An Apple GPU core contains 4x 32-wide ALUs, for 128 ALUs or “shader cores/units” in total. How exactly these work and whether each ALU can execute different instruction stream is not clear as far as I know. The Ultra will therefore contain 8192 “shader cores/units” and should support close to 200000 threads in flight.
I can definitely imagine performance tanking if not enough threads are supplied. GPUs need to hide latency after all.

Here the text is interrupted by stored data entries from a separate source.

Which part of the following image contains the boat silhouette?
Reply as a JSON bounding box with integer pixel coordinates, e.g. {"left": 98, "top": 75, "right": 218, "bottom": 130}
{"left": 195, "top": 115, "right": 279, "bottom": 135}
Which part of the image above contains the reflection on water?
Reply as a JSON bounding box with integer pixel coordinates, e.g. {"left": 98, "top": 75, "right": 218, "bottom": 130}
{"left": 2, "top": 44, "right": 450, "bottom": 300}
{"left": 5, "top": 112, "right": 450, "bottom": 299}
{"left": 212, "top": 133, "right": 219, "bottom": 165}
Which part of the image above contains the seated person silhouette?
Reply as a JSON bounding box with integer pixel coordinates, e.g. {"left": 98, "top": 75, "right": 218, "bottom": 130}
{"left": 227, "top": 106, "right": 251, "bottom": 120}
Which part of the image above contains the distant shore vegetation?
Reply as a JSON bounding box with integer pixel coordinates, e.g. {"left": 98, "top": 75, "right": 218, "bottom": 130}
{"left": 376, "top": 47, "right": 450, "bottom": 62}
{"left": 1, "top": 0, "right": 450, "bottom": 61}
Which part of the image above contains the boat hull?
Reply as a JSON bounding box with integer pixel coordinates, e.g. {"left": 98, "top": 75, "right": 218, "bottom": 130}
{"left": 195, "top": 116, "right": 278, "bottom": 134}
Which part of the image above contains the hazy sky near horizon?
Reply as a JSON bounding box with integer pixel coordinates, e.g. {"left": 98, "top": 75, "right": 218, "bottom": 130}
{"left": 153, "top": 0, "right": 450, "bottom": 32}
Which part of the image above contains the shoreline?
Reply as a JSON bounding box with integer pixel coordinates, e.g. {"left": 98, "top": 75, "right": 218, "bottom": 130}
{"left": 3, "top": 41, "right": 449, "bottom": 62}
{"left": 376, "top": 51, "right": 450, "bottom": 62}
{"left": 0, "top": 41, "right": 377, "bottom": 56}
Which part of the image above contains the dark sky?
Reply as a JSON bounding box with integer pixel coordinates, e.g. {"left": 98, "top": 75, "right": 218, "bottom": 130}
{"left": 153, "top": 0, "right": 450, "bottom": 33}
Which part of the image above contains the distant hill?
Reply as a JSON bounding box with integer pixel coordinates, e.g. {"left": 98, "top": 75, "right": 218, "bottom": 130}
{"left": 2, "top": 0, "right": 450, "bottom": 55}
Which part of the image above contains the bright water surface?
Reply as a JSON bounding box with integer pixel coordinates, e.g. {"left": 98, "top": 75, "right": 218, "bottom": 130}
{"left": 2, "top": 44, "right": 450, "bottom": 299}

Okay, I had to test this. I ran a ALU-heavy kernel (with low register pressure) on my M1 Pro on increasingly large arrays to see where the execution time 'jumped', to try to infer how many threads are running at once on M1 GPUs.
This is what I got:
There's one thread for each array element the GPU kernel is run on. Threadgroup size is set to maximum (1,024 threads per threadgroup on M1 Pro). The execution time jumps every 16,384 array elements / threads. If we focus on the first part of the graph, there's a slope between 0 to 1,024 threads:
What is happening here is: since threadgroups are 1,024 threads, if I dispatch any number from 0 to 1,024 threads, they'll all be in a single threadgroup (and executed in the same GPU core). The execution time in this region makes a small jump every 32 threads, and remains flat otherwise. That must be because the GPU core splits the threadgroup in batches of
32 threads (a single SIMD group) and executes those batches one after the other. For a 16-core GPU, only 32*16 = 512 are executing 'at once'.
Once the thread number goes over 1,024, another threadgroup is created, which runs in a different GPU core, in parallel with the first threadgroup, so no extra time is needed as long as there's more GPU cores available.
This goes up to 1,024 (threadgroup) * 16 (cores) = 16,384. If there are more threads, they get bundled in a 17th threadgroup, but since there's only 16 cores in my M1 Pro, that extra threadgroup can't be executed until one of the 16 cores has finished the whole 1,024 thread threadgroup, essentially doubling the time it takes for the whole kernel to run. Another jump happens after 32,768 threads for the same reason (there are 33 full threadgroups for 16 cores, so the 33rd has to run after two full threadgroups have finished execution).
On the M1 Ultra, that'd mean that only 32 (threads per SIMD gorup) * 64 (cores) = 2,048 threads are truly executing 'at once'. However, the time it takes for an extra SIMD group to execute is relatively small (~9 μs in this kernel, the height of the jump between 512 and 512+32 threads) compared to the time it takes to set up a threadgroup (~630 μs for this kernel, the time it takes for just 32 dispatched threads, minus the 9μs of the SIMD group execution time). Therefore it pays off to have the threadgroups as full as possible. So ideally you'd try to have multiples of 1,024 (max threadgroup size) * 64 (cores) =
65,536 threads 'in-flight'.
I think the quoted number of 196,608 threads is 3 times 65,536 because the GPU has a compute, shader and vertex channels, and (probably) those can run concurrently for a total ot 65,536 * 3 = 196,608 threads in-flight. But for a single kernel you'd only need to fill 65,536 at most. Whether that number is high enough to make the M1 Ultra scale poorly, I don't know. But I don't think it's
that high.